Let’s say we conquer death and time. What would be left? What would be the new problems, fears, joys? If everyone had infinite knowledge and perfect memory, what would love look like? What would family mean? Would people still sing, write poetry, watch sunsets? Our dreams would shift. Our art would change. Even our idea of the soul might evolve.
And if death were no longer a threat, would we still pray? We don’t even know if God exists, and still we pray. Why? Because deep within, we long for strength, connection, and something greater than ourselves. Maybe that’s just how humans are wired, maybe there’s a reason for that wiring.
Do you understand what that means?
The years we spend shaping our minds, earning degrees, understanding history and society, it would all become obsolete. So could jobs. Immortality would shake the very core of religion and philosophy. The search for God might end, but new questions would emerge. Our current goal as a civilization is to live, learn, and leave a mark in the infinite. A basic mortal human, thirsty for answers, looking up at the stars, might one day live for thousands of years. Even if it means nothing in the grand scale of time, we still try.

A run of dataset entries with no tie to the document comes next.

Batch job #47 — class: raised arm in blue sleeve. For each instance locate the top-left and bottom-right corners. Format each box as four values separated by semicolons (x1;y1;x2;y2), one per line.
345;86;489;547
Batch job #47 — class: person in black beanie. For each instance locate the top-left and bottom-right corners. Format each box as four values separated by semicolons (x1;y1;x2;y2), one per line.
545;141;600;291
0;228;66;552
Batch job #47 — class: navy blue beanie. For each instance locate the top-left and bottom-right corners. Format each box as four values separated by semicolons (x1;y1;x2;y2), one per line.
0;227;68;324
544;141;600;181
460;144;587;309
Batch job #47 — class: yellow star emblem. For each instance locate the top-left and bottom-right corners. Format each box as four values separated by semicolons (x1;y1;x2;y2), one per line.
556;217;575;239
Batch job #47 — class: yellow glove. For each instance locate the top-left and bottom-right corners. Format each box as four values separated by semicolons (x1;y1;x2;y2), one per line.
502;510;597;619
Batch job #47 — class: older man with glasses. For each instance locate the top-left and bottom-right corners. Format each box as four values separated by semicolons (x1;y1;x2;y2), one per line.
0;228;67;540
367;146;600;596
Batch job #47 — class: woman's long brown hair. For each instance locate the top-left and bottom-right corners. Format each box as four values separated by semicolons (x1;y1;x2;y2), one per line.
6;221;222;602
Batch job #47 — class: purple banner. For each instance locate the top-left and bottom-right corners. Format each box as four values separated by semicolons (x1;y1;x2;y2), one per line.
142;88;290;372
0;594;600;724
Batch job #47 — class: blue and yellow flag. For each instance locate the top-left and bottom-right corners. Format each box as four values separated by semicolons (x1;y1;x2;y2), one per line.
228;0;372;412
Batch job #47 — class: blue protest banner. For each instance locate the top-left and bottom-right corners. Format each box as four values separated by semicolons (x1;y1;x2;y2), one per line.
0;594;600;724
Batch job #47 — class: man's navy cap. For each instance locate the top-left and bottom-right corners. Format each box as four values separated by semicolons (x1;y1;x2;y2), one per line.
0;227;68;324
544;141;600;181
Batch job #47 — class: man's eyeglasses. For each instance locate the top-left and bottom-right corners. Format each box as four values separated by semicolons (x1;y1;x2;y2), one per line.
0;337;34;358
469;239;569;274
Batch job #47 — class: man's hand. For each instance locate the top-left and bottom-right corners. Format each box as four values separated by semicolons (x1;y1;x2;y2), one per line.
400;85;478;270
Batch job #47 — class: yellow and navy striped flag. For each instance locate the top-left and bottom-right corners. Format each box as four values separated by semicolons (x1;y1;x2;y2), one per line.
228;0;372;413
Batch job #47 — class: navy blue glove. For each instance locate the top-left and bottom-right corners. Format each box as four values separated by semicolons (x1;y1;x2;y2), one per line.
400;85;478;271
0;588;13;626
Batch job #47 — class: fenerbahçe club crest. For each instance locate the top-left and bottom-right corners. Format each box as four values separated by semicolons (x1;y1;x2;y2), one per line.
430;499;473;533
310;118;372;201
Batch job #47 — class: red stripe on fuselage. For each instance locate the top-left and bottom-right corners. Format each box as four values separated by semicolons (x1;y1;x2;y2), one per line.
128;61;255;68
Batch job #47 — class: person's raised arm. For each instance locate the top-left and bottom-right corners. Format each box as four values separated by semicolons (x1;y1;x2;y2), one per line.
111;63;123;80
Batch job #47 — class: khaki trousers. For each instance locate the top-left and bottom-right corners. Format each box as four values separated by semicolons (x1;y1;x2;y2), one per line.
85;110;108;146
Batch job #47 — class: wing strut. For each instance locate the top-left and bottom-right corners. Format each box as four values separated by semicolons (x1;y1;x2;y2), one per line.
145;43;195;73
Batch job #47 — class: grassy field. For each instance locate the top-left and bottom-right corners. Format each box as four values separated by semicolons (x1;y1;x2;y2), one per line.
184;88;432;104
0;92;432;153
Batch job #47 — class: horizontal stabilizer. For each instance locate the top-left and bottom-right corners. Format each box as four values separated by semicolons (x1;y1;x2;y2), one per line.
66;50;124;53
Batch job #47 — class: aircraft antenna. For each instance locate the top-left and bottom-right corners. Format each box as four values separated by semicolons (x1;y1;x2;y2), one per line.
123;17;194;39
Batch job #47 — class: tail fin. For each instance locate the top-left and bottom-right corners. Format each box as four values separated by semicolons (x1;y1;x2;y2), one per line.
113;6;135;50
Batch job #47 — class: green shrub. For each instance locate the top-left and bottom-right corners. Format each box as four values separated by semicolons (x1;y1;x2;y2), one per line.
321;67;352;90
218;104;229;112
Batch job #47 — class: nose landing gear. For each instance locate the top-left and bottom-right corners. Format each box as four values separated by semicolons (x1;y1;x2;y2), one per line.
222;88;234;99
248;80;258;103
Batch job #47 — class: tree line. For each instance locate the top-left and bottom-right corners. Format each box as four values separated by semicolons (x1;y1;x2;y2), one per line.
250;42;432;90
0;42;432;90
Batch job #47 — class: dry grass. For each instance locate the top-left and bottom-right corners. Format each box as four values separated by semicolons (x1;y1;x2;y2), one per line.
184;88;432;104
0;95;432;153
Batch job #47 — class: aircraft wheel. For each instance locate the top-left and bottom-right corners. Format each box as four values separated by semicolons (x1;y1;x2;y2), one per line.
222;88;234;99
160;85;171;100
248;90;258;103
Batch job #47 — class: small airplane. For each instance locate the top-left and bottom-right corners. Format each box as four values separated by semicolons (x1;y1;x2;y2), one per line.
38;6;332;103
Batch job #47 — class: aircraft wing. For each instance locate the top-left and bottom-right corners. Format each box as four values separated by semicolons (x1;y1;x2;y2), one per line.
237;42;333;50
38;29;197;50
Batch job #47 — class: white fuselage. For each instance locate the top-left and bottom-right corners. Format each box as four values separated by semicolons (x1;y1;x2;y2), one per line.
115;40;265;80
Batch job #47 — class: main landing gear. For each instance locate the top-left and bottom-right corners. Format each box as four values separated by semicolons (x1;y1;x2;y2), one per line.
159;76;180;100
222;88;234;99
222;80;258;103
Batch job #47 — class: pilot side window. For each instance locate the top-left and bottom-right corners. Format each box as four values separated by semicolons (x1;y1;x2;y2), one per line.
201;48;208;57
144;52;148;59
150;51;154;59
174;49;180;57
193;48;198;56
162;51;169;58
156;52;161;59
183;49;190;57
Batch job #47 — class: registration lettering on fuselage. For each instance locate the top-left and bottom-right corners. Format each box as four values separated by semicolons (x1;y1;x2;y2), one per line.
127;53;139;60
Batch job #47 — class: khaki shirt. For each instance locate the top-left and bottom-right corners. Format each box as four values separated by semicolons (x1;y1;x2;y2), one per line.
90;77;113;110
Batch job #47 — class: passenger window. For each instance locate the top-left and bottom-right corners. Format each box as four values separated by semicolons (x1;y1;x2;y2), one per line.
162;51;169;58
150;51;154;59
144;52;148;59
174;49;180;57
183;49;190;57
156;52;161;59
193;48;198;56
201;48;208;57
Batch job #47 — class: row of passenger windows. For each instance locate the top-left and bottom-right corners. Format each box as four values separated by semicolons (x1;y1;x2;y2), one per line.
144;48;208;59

Even our values, good, bad, success, failure are temporary. They come from the systems we've built to survive. But what happens when survival is no longer a concern? When all answers are at our fingertips? When emotions can be programmed?
The future could be the birth of something entirely new, new definitions of life, purpose, and morality. We’d need new stories, new philosophies, maybe new senses. But despite all this unknown, one thing remains constant, that is our need for meaning.
Humans move through life in phases:
Birth and wonder
Identity and ideas
Goals and ambitions
Work and results
Reflection and return
Each phase brings questions. And the only way we make sense of it all is by finding meaning, through love, purpose, connection, service, learning, or creativity. Maybe, in a distant future, we’ll still be searching for that meaning. Maybe in a world of perfect memory and eternal life, we’ll look back at these fragile, limited years and realize: This was beautiful too. Because even if everything changes, the essence of being human, the ability to wonder, to feel, to care, that might be the only thing that stays.
Yes, the Sun will one day explode. Earth will be torn apart. We’ll be gone. So ask yourself, for once why do we build structure, love each other, attach to materials, laugh, or cry, ask questions, run for education and jobs? Because we can. Because something in us insists on trying. Because even if the universe forgets us, we remember each other.
That’s what all the sages, scientists, poets, and dreamers have asked. That’s what connects the Vedic chants to modern code. That’s what keeps us walking forward into a future we cannot see—but still believe in.
So maybe one day, we will merge all ancient and modern knowledge into one grand truth, a unified understanding of life, soul, and reality. Maybe we’ll unlock secrets that rewrite existence itself. Maybe one day, we will bridge the thousands of years of philosophical and religious growth with cutting-edge technology. If that happens, the fundamental foundation of our world will change. A new world will rise, with new rules, new morals, new questions, and new ways of being. People will live forever. Everyone will know everything. And the desires, philosophies, and goals of such people? We can't even guess.
But until then, we must embrace our current world. Live by it. Protect it. Adapt and welcome the future with open arms. Change will come. It’s destined to. And we with our undying hope, will keep going, till eternity, as we have for thousands of years. And if that day comes, I hope we all carry the warmth of this moment and the simplicity of now.
We don’t know the future. But this present, this curious, fragile, hopeful present, predicts it.